If you're looking for specific ways Facebook could improve privacy, I suggest checking out the open letter sent to the company by a coalition that included the Electronic Frontier Foundation, the ACLU of Northern California, and the Center for Democracy and Technology, Center for Digital Democracy, Consumer Action, Consumer Watchdog, Electronic Privacy Information Center Privacy Activism, Privacy Lives and the Privacy Rights Clearinghouse.
The letter urged Facebook to make a host of important privacy improvements that would better protect users. Here's some specific examples of what the letter requested:
1) Fix the “app gap” by empowering users to decide exactly which applications can access their personal information.
2) Make “instant personalization” opt-in by default -
3) Do not retain data about specific visitors to third party sites that incorporate “social plugins” or the “like” button unless the site visitor chooses to interact with those tools.
4) Provide users with control over every piece of information they can share via Facebook, including their name, gender, profile picture, and networks.
5) Protect Facebook users from other threats by using an HTTPS connection for all interactions by default.
6) Provide users with simple tools for exporting their uploaded content and the details of their social network so that users who are no longer comfortable with Facebook’s policies and want to leave for another social network service do not have to choose between safeguarding their privacy and staying connected to their friends.

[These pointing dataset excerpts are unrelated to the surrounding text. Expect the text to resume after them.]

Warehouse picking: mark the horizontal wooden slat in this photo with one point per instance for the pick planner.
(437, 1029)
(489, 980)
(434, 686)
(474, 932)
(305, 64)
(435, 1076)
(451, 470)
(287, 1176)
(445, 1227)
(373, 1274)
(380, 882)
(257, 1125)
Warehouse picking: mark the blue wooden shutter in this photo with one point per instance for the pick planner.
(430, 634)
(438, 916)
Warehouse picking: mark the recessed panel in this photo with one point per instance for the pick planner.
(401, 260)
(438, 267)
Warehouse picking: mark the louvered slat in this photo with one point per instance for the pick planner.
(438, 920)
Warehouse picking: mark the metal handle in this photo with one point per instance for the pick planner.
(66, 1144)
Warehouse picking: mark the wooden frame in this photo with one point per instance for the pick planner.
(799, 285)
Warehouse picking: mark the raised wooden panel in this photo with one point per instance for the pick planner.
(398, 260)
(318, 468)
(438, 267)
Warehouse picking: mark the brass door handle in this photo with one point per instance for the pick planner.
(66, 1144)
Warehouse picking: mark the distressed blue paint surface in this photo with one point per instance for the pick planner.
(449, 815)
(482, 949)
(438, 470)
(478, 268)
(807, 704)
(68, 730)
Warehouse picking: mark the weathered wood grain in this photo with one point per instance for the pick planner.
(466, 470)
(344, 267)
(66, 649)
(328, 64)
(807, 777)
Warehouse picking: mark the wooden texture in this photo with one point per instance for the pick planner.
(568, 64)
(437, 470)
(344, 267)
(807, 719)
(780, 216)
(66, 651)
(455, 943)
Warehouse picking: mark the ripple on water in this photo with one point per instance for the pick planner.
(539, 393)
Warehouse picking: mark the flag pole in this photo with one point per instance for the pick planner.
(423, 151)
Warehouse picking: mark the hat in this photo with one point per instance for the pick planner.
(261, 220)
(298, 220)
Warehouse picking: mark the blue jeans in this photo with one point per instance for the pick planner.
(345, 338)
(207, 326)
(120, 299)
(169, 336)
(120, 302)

Facebook: The Embodiment of the Opt-Out vs. Opt-In Debate
As I have written before, "This is a landmark privacy debate with broad implications. The company has been actively undermining user privacy in the name of the almighty dollar for years now. Its opt-out model embodies the current debate over privacy in the information age.
The real question that must be answered is whether the individual owns his or her private information, or do companies like Facebook? If our personal information is truly "ours", then anyone wanting to use it must come ask us for it first (Opt-In), just like when somebody wants to use something else that we own.
This growing privacy debate is all the more important because the public is entrusting increasing amounts of private information to websites and online social networks.
As a San Francisco Chronicle editorial noted a few months back, “Opting in is always better than opting out. Facebook's privacy policy is 5,830 words of legalese - longer than the U.S. Constitution (minus amendments). It's cruel and unrealistic to ask more than 400 million users to navigate it; far better would be to allow people to "opt in" to data sharing.”